En todo caso, Wert ha tenido poca paciencia ante la resistencia orgánica de muchos de sus interlocutores y le ha faltado mano izquierda. Su salida del Gobierno, bajándose del autobús antes del destino final, refleja su impaciencia. Entre lo público y lo privado, ha elegido privado, lo que es un ejercicio de libertad personal que a cuatro meses del proceso electoral podría haber subordinado al compromiso público.

Rajoy está convencido que debe ser desde el Gobierno desde donde se impulsen un conjunto de propuestas y medidas que saquen de la abstención a los electores del PP en los pocos meses que restan hasta el otoño, porque las elecciones se harán en los últimos días de otoño, pero en todo caso en otoño. La hipótesis del adelanto electoral tiene pocas probabilidades. El Gobierno va a finalizar la tramitación de los proyectos legislativos en tramitación en las Cámaras. Al mismo tiempo, Rajoy quiere dar tiempo a que los nuevos gobiernos municipales y autonómico den días y tardes de gloria y muestren a los electores sus ocurrencias y extravagancias.

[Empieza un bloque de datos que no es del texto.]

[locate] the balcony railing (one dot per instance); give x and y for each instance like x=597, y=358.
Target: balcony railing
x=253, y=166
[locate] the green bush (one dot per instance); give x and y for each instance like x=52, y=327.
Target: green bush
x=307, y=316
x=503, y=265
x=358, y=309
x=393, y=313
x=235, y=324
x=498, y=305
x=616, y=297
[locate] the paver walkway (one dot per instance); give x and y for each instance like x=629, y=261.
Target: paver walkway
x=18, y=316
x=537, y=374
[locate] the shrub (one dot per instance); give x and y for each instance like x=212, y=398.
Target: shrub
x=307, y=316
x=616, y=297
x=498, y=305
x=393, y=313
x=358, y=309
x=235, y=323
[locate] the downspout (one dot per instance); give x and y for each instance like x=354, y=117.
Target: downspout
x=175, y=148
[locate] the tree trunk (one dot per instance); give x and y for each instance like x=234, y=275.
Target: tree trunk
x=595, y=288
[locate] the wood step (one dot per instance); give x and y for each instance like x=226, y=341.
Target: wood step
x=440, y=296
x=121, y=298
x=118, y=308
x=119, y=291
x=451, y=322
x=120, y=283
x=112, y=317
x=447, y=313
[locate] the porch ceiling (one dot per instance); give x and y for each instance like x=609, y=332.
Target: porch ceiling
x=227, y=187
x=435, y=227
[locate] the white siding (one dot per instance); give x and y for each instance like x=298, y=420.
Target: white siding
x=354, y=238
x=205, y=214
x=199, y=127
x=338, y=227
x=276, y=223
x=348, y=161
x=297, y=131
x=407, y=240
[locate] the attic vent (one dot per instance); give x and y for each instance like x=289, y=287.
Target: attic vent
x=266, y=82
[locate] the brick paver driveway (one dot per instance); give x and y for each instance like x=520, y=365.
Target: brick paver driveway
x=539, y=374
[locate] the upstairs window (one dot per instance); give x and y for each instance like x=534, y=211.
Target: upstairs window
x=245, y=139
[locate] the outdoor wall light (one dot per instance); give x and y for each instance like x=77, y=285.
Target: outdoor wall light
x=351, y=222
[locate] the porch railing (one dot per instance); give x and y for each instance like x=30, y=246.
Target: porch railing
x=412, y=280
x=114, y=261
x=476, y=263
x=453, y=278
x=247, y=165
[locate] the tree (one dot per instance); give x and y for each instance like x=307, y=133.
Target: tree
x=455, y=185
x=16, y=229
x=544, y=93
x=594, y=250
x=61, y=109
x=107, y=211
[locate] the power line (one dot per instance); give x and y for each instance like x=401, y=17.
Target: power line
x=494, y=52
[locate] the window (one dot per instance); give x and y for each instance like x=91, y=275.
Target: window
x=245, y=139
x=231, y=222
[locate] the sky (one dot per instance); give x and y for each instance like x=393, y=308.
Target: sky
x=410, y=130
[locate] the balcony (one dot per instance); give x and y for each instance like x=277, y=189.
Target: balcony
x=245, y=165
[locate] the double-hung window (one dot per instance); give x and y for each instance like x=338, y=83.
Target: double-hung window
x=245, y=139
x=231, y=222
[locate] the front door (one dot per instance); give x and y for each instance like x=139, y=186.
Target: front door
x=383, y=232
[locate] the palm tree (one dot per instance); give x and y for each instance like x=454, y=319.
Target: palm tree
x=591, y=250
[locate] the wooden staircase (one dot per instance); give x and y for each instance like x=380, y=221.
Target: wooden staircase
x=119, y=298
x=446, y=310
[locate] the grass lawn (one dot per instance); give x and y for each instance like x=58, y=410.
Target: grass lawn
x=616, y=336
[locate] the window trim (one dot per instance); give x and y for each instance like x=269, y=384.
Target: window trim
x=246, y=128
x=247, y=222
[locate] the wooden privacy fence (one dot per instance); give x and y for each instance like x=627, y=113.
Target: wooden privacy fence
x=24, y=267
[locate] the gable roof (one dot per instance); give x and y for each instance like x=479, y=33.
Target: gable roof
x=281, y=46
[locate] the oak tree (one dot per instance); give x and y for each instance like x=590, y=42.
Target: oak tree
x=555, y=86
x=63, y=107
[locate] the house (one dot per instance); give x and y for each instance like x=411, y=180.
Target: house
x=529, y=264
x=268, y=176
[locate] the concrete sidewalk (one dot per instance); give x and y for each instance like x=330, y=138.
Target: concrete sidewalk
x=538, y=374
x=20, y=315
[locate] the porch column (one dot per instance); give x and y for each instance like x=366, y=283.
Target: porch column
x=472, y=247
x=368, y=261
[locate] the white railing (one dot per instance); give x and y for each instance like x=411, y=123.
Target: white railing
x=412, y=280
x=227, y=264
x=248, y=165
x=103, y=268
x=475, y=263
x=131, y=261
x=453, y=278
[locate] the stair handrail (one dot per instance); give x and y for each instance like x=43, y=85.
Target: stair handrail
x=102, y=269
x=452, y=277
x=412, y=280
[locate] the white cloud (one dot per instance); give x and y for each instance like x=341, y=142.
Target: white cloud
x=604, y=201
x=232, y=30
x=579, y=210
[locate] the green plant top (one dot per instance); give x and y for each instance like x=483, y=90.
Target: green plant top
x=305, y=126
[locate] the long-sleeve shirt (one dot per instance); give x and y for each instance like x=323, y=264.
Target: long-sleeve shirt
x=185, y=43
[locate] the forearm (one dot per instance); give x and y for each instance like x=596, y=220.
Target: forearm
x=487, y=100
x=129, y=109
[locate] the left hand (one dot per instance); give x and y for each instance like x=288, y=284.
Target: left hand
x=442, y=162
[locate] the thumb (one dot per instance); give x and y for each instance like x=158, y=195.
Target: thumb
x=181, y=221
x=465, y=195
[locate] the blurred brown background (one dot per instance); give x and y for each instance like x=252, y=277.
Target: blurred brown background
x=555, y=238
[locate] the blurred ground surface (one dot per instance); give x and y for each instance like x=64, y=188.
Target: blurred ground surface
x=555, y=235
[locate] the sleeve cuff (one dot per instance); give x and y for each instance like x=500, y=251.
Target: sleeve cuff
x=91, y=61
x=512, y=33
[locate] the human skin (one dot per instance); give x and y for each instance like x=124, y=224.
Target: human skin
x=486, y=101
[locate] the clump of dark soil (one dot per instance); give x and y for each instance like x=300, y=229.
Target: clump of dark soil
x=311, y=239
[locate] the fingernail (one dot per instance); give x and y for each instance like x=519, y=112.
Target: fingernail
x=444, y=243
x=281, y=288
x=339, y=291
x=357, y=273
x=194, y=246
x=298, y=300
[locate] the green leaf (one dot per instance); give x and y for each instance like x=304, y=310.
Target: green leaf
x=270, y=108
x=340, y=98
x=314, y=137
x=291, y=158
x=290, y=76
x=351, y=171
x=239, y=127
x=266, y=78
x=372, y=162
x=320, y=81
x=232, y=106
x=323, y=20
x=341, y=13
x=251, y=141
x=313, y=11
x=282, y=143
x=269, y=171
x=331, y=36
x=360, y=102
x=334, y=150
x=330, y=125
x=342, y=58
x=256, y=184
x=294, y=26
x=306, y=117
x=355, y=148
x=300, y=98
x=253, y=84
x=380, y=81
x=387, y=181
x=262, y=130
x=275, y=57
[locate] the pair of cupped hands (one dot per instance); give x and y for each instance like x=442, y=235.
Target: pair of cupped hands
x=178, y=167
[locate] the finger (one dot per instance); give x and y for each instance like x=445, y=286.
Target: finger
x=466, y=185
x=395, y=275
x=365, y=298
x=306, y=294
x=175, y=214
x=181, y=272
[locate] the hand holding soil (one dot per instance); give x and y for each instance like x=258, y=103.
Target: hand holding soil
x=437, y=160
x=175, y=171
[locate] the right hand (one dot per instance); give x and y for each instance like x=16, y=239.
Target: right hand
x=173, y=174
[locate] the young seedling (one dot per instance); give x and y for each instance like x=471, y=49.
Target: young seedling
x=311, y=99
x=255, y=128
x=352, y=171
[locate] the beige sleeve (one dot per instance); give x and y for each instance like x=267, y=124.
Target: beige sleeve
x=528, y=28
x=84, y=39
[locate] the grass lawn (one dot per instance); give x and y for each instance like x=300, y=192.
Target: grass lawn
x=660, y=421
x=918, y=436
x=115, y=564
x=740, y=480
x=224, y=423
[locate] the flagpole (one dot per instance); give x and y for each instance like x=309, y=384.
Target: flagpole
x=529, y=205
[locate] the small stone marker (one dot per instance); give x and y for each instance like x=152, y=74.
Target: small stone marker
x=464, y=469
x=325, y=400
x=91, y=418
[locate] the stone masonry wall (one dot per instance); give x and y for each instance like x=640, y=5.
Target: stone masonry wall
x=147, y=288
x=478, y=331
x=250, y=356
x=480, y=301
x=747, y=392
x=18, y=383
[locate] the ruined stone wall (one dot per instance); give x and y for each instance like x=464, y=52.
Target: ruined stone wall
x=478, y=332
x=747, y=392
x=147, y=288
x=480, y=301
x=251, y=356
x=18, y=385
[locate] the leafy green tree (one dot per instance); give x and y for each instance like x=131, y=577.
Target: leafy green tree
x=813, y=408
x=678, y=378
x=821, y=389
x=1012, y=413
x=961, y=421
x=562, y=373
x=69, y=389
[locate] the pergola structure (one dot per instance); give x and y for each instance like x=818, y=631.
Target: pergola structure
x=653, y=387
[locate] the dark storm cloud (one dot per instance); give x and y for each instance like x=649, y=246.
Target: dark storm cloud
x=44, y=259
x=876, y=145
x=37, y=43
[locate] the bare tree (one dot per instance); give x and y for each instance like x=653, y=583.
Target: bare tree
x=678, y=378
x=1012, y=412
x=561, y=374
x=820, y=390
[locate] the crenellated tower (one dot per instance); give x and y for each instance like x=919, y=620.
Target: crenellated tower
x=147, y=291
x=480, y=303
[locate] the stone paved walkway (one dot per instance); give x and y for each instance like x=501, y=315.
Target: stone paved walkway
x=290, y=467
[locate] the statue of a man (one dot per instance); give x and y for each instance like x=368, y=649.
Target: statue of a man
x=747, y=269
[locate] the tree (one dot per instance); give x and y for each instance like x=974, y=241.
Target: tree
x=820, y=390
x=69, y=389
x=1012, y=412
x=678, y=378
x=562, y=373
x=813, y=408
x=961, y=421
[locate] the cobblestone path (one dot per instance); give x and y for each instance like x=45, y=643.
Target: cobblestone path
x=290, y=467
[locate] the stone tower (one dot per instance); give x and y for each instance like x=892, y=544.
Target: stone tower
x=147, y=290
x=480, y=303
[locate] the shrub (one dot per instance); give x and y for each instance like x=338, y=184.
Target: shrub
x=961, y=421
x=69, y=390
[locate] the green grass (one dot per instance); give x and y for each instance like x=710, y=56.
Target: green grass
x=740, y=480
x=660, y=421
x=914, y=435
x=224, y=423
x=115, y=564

La imputación de Griñán y Chaves por el Supremo recarga la mochila de los problemas de corrupción del PSOE de los que Sánchez pretende escapar, pero que le persiguen como una sombra implacable. Y el divorcio entre Convergencia y Unió corrobora un Artur Mas carbonizado, encerrado en su Álamo particular ante un panorama político en Cataluña completamente desestructurado.

Si además el laberinto Grecia versus UE-FMI se soluciona en los próximos días y se acuerda un marco estable para los próximos meses - toda negociación exige una tregua- la previsión aconseja rememorar a Julio Anguita y dedicarse al programa y a hacer visible la estabilidad del Gobierno.

Las mayorías absolutas se han puesto muy caras en la política española. Y no hay ninguna razón ni lógica ni estratégica para que Rajoy anticipe un escenario que no le favorece y cuyos patrocinadores son Sánchez y Pablo Iglesias.